Tennessee Products Liability Act did not apply to foreign plaintiffs’ claim.

The Tennessee Products Liability Act (“TPLA”) does not apply extraterritorially, and therefore dismissal of a case where the plaintiffs’ injuries occurred in the Dominican Republic was affirmed.

In Renel v. Drexel Chemical Company, No. W2023-01693-COA-R3-CV (Tenn. Ct. App. June 6, 2025), the plaintiffs worked in the sugar cane industry. The plaintiffs filed suit against the defendant chemical company, claiming they were injured by chemicals produced and sold by the defendant, which was a Tennessee company located in Tennessee.

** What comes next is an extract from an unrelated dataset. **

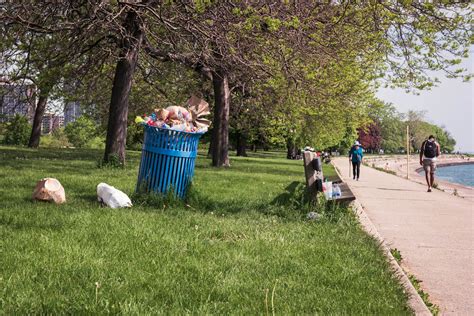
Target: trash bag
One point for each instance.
(112, 197)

The trial court granted the defendant company’s motion to dismiss, ruling that “the TPLA does not have extraterritorial application,” and that “even if a case were to proceed in Tennessee, the applicable law would be the law of the Dominican Republic.” The Court of Appeals affirmed dismissal.

In their appellate briefs, both the plaintiff and the defendant focused on the “two-step process outlined by the United States Supreme Court in RJR Nabisco, Inc. v. European Community” to analyze the extraterritoriality issue. Under that framework, a court considering the application of a statute outside its jurisdiction first asks “whether the presumption against extraterritoriality has been rebutted—that is, whether the statute gives a clear, affirmative indication that it applies extraterritorially.” If the statute does not contain such language, the second step is to “determine whether the case involves a domestic application of the statute,” which is done by looking at whether the “conduct relevant to the statute’s focus occurred in the United States.” (quoting RJR Nabisco, Inc. v. Eur. Cmty., 579 U.S. 325 (2016)).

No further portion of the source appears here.